Feb 1, 2026

Intermediate 25 min

What We Covered

We used a simple ride-hailing service to explore:

Requests, throughput, latency, and concurrency - how they relate
Bottlenecks - how they appear as load grows
Queues - why they exist and when they help
Backpressure - how to prevent overload
Scaling - vertical vs horizontal, and their limits

Key Concepts Recap

Latency: Time for one request to complete. Lower is better.

Throughput: Requests handled per second. Higher is better.

Concurrency: Requests in flight simultaneously. Grows with latency × throughput.

Queues: Form when requests arrive faster than capacity. Can help smooth spikes, but can also grow unbounded.

Backpressure: Reject or throttle requests when overloaded. Better than crashing.

Scaling: Vertical (stronger machine) or horizontal (more machines). Each has limits.

Practical Checklist

Use this checklist for your own systems:

1. Can I explain my system as requests, capacity, and queues?

Questions to ask:

What are the requests? (API calls, jobs, events)
What’s the capacity? (requests per second per instance)
Where do queues form? (in-process, message queue, database)

If you can’t answer these, start here. Map out the request flow and identify capacity limits.

2. What is my real bottleneck today?

Questions to ask:

Where is time spent? (CPU, database, network, external services)
What limits throughput? (worker capacity, database writes, API rate limits)
How do I measure it? (monitoring, profiling, load testing)

Identify the bottleneck before scaling. Scaling the wrong thing wastes money and doesn’t help.

3. What happens during a traffic spike?

Questions to ask:

How does latency change? (stays flat, grows linearly, explodes)
Do queues form? (where, how fast do they grow)
Do requests timeout? (at what load, what percentage)

Test this. Run load tests. See what happens at 2x, 5x, 10x normal load.

4. Do I have any backpressure today?

Questions to ask:

Do I reject requests when overloaded? (429, 503 errors)
Do I throttle requests? (rate limiting)
What happens when queue is full? (reject, wait, crash)

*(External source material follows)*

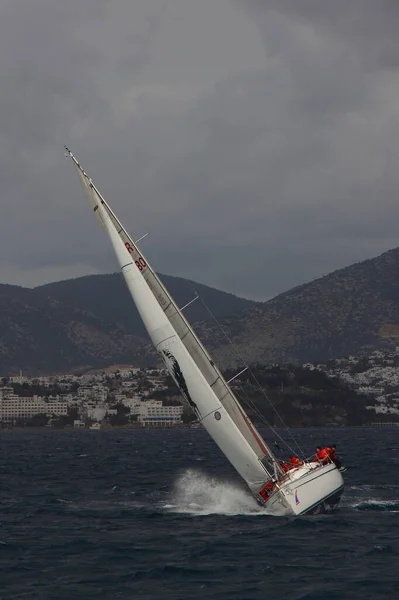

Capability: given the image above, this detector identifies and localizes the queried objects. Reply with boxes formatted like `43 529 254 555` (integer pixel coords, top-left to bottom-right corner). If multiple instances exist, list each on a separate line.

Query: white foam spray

If no, add it. Backpressure prevents crashes and keeps systems responsive.

5. How would I scale this if traffic 5×?

Questions to ask:

Can I scale vertically? (stronger machine, how much)
Can I scale horizontally? (more instances, load balancing)
What becomes the bottleneck? (database, external services, coordination)

Plan ahead. Know your scaling strategy before you need it.

Knowledge Check

Test your understanding with a quick quiz:

Knowledge Check

This interactive quiz requires JavaScript to be enabled.

Question 1: If a request takes 200ms to process, what's the maximum throughput for one instance?

A. 2 requests per second
B. 5 requests per second (Correct)
C. 10 requests per second
D. 20 requests per second

Explanation: Throughput = 1000ms ÷ 200ms = 5 requests per second. This is the maximum rate one instance can handle.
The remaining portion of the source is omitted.